虽说在青原部落时也有许多谈笑风生的同伴,可眼前这少年给他的感觉全然不同。
聪慧、伶俐、健谈,却又让人觉得亲切。
他一边听,一边喝着那壶“雁门烧刀子”。烈酒入口似火,喉头一阵灼热,直冲心肺。
展鹏飞被呛得连咳两声,心中想到:“咦,果然酒如其名!这比昨夜醉仙楼那酒可凶多了!醉仙楼那酒柔中带劲,后劲绵长;这烧刀子倒好,一口下去,嗓子都快着火了。哈哈!不知清远兄弟酒量如何,莫要像孟大哥那样,一会儿又醉得不省人事!”
想罢自己忍不住笑出声。
王清远见他对着自己傻笑,心头却一紧,暗忖:“这人仪表堂堂,举止稳重,怎得现在一脸色相?难不成……识破我女儿身不成?哼!晾他也没那胆子,本姑娘自有手段收拾!”
“傻小子,你笑什么呢?”王清远假装不在意,抬眼问道。
“我?”展鹏飞愣了愣,挠头憨笑,“我是想着这酒太烈,不知兄弟酒量如何,怕一会儿我先醉倒,丢人现眼。”

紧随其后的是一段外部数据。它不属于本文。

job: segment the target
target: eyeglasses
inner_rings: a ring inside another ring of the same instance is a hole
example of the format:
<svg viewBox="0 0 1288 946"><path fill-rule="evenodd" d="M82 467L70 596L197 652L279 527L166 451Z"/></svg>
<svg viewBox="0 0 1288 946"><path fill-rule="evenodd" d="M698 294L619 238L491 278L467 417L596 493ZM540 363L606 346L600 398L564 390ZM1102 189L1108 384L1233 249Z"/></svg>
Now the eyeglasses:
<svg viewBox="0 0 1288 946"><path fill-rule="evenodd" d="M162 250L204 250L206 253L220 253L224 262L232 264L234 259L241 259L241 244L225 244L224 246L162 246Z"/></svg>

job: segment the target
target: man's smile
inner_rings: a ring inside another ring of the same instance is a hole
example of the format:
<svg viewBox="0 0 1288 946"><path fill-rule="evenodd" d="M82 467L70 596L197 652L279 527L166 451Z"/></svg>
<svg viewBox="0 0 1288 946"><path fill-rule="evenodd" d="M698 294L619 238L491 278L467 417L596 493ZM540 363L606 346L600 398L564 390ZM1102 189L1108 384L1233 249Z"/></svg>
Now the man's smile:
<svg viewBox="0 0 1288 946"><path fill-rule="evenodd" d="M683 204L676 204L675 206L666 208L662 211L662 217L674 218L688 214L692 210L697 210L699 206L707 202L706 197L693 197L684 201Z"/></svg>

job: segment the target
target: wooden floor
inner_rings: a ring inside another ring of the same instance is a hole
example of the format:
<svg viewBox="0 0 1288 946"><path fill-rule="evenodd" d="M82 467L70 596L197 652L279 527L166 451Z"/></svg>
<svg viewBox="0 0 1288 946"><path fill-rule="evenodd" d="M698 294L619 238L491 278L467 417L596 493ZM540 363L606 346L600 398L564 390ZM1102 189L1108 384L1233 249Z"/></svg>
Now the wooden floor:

王清远这才发现自己多心,轻咳一声道:“我本不善饮,只是这烧刀子是雁门一绝,特意请兄弟尝尝。”
“哦?兄弟怎知我能喝如此烈酒?”
王清远当然不能说自己昨夜在醉仙楼人群中看他与孟箫剑拼酒,心中好奇,便一路尾随到此。
他装作漫不经心地笑道:“我猜的呗!看大哥这气度,傍刀行走江湖,必是练家子。练家子嘛,岂有不爱烈酒之理?再说初来雁门,总得尝点特色的。”
展鹏飞听罢连连点头,觉得这话在理,又抿了一口。
他很快便摸出其中门道,这酒不可豪饮,得小口细斟,任那火辣之气在喉中翻腾,再顺着丹田化入全身,浑身暖流滚动,倒也别有滋味。
正饮得起劲,忽听楼下传来一阵喧哗。
“刘大疤瘌!你黑风寨也敢劫这趟镖?”
“这魔教妖物,人人得而诛之,但该由谁来处置?须得各派共议!”
“对啊对啊,说得有理!”
“我们镇北镖局押镖至今,还没人敢拦!谁若动手,就是跟镇北为敌!更何况这趟镖是送去少林寺,交予了凡方丈的!”
“少林?了凡大师?”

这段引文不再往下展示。